The disconnect between what FATF is asking Pakistan to do about helping civil society escape being trapped by terrorist groups and what the establishment is doing to civil society by placing it at the mercy of the National Counter Terrorism Authority is quite evident. Instead of concentrating on NPOs at risk and developing a healthy partnership with organisations that are legitimately promoting human rights and strengthening democratic practices by upholding the freedom of expression association and assembly, the custodians of power are trying to deny the latter any space — as if CSOs are the sole conduit for terror financing in Pakistan; they can easily be distinguished from groups that train terrorists and collect money from a variety of sources.
The attention of all those who view CSOs as pests and want to strangulate them as well as their defenders is drawn to a study titled The Impact of International Counter-Terrorism on Civil Society Organisations: Understanding the Role of Financial Action Task Force. The study is the work of Bread for the World, a Dutch humanitarian organisation. The reason given for undertaking the study is the organisation’s finding that for several years the space for civil societies has been shrinking — some observers report it is disappearing altogether — across the world. More and more countries are establishing legal frameworks that make civic engagement almost impossible. “CSOs may have their registration withdrawn or their bank accounts frozen,” says the study. It adds: “Bans on foreign financing are becoming increasingly common.”
According to the study, some countries justify restrictions on CSOs on grounds of terrorist or other threats to security or under Recommendation 8 of FATF. However, the study argues that international organisations, evaluations and decisions must have no negative impact on human rights and civic space, and “they should not provide a justification for less democratic and oppressive governments to introduce restrictive laws and regulatory environments for CSOs”.
The report includes case studies to demonstrate how FATF has promoted restrictive regulations for NPOs in Bangladesh (‘Restricting the work of civil society’), Bosnia & Herzegovina (‘Parliament rejects proposed NGO laws, FATF adds B&H to the black list’), Brazil (‘Counter-terrorism law criminalising social movements opposed by UN, demanded by FATF’), Cambodia (‘New law threatens the very existence of free and independent civil society’), and India (‘From US-led FATF courtship, the systematic silencing of dissent’).
The report also carries an introduction to the Global Coalition of NPOs on FATF for “eliminating the unintended consequences of FATF policies on civil society”.

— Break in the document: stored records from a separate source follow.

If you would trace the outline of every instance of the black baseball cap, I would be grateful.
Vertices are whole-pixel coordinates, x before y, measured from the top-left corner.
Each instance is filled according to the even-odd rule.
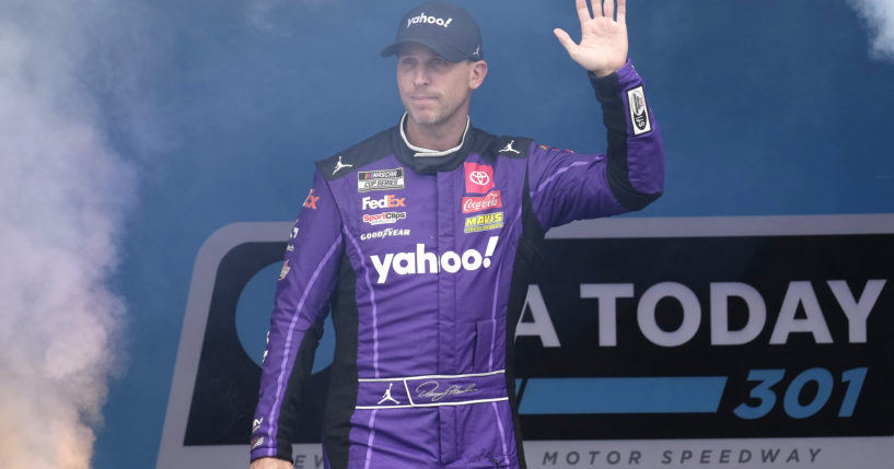
[[[397,26],[397,39],[382,49],[382,57],[394,56],[406,43],[421,44],[450,62],[481,60],[481,32],[464,9],[442,2],[414,8]]]

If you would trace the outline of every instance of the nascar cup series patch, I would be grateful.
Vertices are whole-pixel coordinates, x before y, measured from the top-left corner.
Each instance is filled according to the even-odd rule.
[[[361,171],[357,173],[357,191],[394,190],[404,188],[404,168]]]
[[[630,110],[634,136],[651,132],[652,120],[649,118],[649,106],[646,105],[646,92],[642,85],[627,90],[627,107]]]

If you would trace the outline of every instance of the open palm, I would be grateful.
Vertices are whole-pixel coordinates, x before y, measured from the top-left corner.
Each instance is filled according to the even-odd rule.
[[[580,44],[574,43],[565,30],[557,27],[553,30],[553,33],[565,46],[572,60],[597,77],[605,77],[624,67],[627,61],[627,23],[625,20],[627,2],[617,0],[617,20],[615,20],[615,0],[592,0],[596,3],[592,15],[587,1],[576,0],[580,19]]]

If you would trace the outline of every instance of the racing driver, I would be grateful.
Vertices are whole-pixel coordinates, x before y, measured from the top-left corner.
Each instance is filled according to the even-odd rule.
[[[397,57],[399,122],[316,163],[277,285],[252,469],[291,468],[302,388],[330,309],[327,468],[524,467],[513,338],[544,233],[639,210],[663,190],[661,134],[627,59],[626,1],[577,0],[607,151],[574,153],[473,127],[487,74],[472,16],[410,10]],[[600,4],[602,3],[602,4]]]

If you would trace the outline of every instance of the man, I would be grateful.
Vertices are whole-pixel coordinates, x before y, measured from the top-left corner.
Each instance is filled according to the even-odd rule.
[[[627,60],[625,0],[577,0],[582,37],[555,30],[590,72],[607,154],[494,137],[468,119],[487,74],[468,13],[427,3],[402,20],[406,113],[317,163],[277,288],[252,468],[288,468],[292,417],[332,304],[336,352],[323,453],[335,468],[524,467],[512,344],[546,230],[639,210],[663,150]]]

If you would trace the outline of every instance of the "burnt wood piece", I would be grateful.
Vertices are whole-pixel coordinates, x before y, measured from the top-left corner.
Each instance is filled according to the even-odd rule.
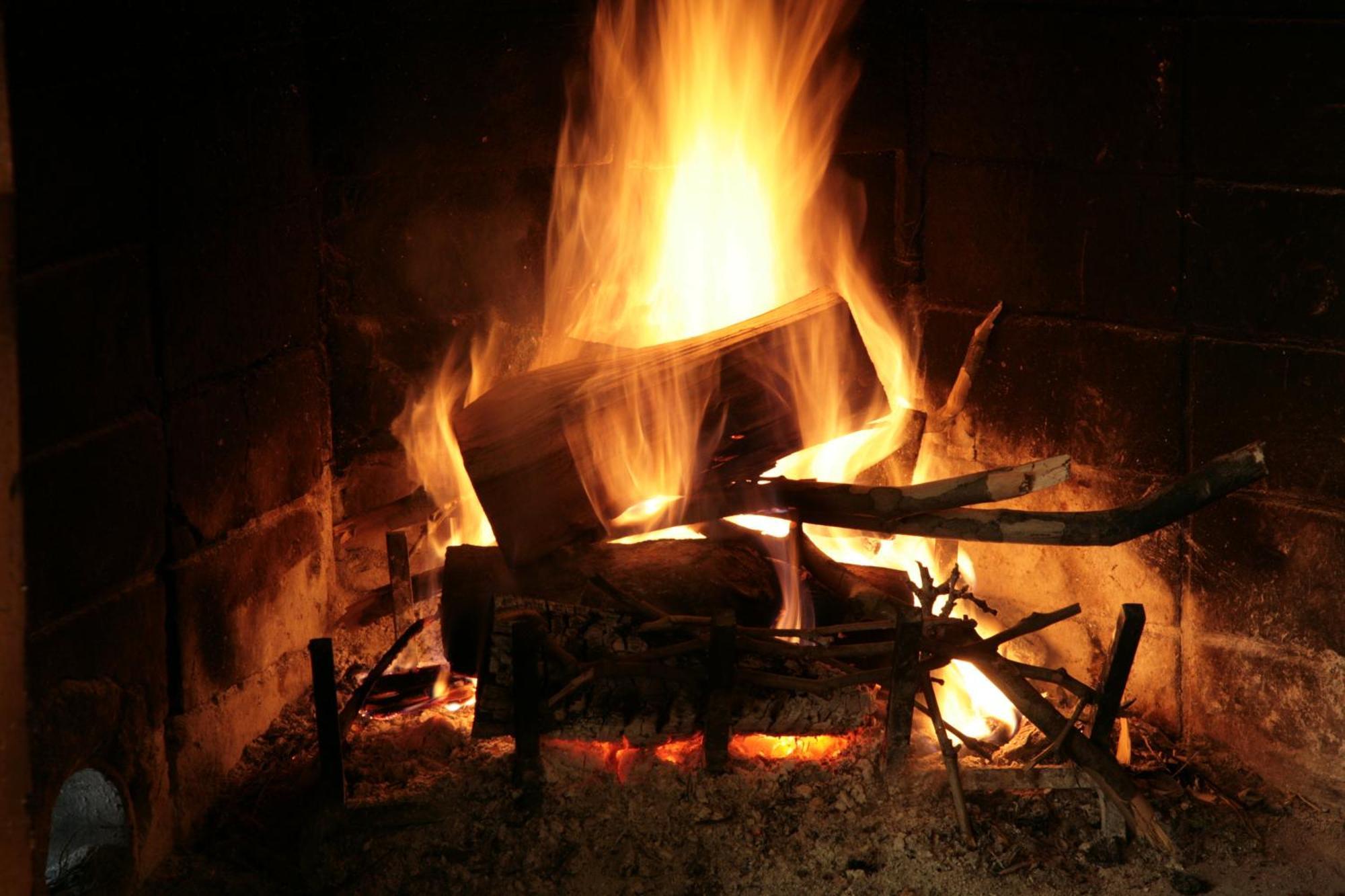
[[[948,391],[948,398],[943,402],[943,408],[929,416],[929,432],[947,429],[958,418],[958,414],[962,413],[962,409],[967,406],[971,382],[976,378],[981,362],[986,358],[986,344],[990,342],[990,332],[995,328],[995,318],[999,316],[1003,307],[1002,301],[997,303],[990,309],[990,313],[986,315],[986,319],[976,324],[976,330],[971,334],[971,342],[967,343],[967,354],[962,358],[962,367],[958,369],[958,378]]]
[[[332,639],[308,642],[313,677],[313,713],[317,724],[317,792],[330,807],[346,805],[346,768],[342,757],[340,722],[336,714],[336,667]]]
[[[908,612],[901,612],[907,609]],[[916,607],[894,608],[896,631],[890,644],[892,669],[888,673],[888,712],[884,725],[884,770],[889,779],[901,770],[907,751],[911,748],[911,717],[915,713],[916,690],[923,674],[917,670],[920,658],[920,636],[924,631],[921,613]],[[925,698],[928,712],[936,713],[929,698]]]
[[[537,787],[542,780],[542,721],[538,704],[542,700],[542,622],[523,616],[510,626],[511,654],[514,657],[514,786]]]
[[[342,740],[346,739],[346,735],[350,732],[350,726],[355,724],[355,718],[359,716],[359,710],[364,708],[364,701],[369,700],[369,694],[373,693],[374,685],[378,683],[378,679],[383,677],[383,673],[393,665],[393,661],[397,659],[404,650],[406,650],[406,644],[412,643],[412,638],[418,635],[422,628],[425,628],[424,619],[417,619],[408,626],[406,630],[397,636],[397,640],[393,642],[393,646],[383,651],[383,655],[378,658],[374,667],[369,670],[367,675],[364,675],[364,681],[359,682],[359,687],[356,687],[355,693],[350,696],[346,705],[340,708],[338,732]]]
[[[393,591],[393,632],[401,635],[416,622],[416,595],[412,588],[412,554],[405,531],[390,531],[387,544],[387,584]]]
[[[648,745],[702,732],[709,692],[709,639],[671,631],[642,635],[644,616],[503,595],[491,601],[484,662],[476,682],[475,737],[511,733],[514,657],[511,626],[529,616],[578,662],[565,667],[543,650],[543,733]],[[740,639],[741,640],[741,639]],[[647,659],[648,655],[655,659]],[[755,675],[772,675],[757,682]],[[865,673],[869,675],[869,673]],[[733,731],[763,735],[835,735],[872,717],[870,690],[834,686],[815,661],[738,655]],[[783,689],[773,685],[780,683]]]
[[[896,525],[904,517],[967,505],[1007,500],[1050,488],[1069,479],[1069,455],[1057,455],[1017,467],[936,479],[917,486],[851,486],[846,483],[768,479],[745,483],[734,494],[761,498],[751,511],[787,507],[806,523],[853,529],[855,521]],[[732,500],[732,498],[730,498]]]
[[[1111,726],[1120,712],[1120,700],[1126,694],[1130,669],[1135,663],[1139,638],[1145,634],[1145,605],[1122,604],[1116,615],[1116,634],[1111,638],[1111,648],[1102,667],[1102,685],[1098,687],[1098,708],[1093,710],[1092,728],[1088,739],[1111,749]]]
[[[962,830],[962,838],[967,841],[967,845],[975,846],[976,838],[971,833],[971,819],[967,818],[967,799],[962,794],[962,774],[958,768],[958,748],[952,745],[951,740],[948,740],[948,732],[943,724],[943,713],[939,712],[939,701],[933,696],[933,683],[929,681],[928,675],[921,675],[921,678],[924,679],[921,682],[921,687],[924,689],[929,721],[933,724],[933,733],[939,740],[939,752],[943,753],[943,766],[948,771],[948,794],[952,796],[952,811],[958,818],[958,829]]]
[[[768,628],[780,613],[779,577],[757,548],[756,533],[737,531],[745,533],[742,539],[585,545],[512,569],[496,548],[448,548],[440,570],[445,583],[440,601],[444,654],[455,671],[476,674],[482,620],[496,595],[526,595],[561,604],[627,611],[628,604],[594,585],[593,576],[601,576],[624,599],[638,600],[667,616],[709,619],[716,609],[732,607],[741,627]],[[808,544],[804,542],[806,550]],[[820,561],[810,561],[810,556],[811,552],[804,562],[816,576]],[[846,566],[830,558],[826,564],[829,580],[819,577],[822,587],[811,588],[819,626],[881,619],[892,603],[912,603],[905,573]],[[843,593],[831,591],[842,581]],[[862,587],[872,589],[870,603],[855,600]]]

It is also necessary for the government to avoid noncompliance with the resolutions of the UN Human Rights Council and the UN General Assembly calling for due protection for the rights of civil society organisations, especially their rights to freedom of expression, association and assembly. The government must also pay heed to the Human Rights Council’s resolution of March 21, 2013, that affirms the right of human rights defenders to access funding from foreign countries and ensure that “no law should criminalise or de-legitimise activities in defence of human rights on account of the origin of funding”.
With policies and postures Islamabad cannot defend on merit, there is no wisdom in mocking the UN.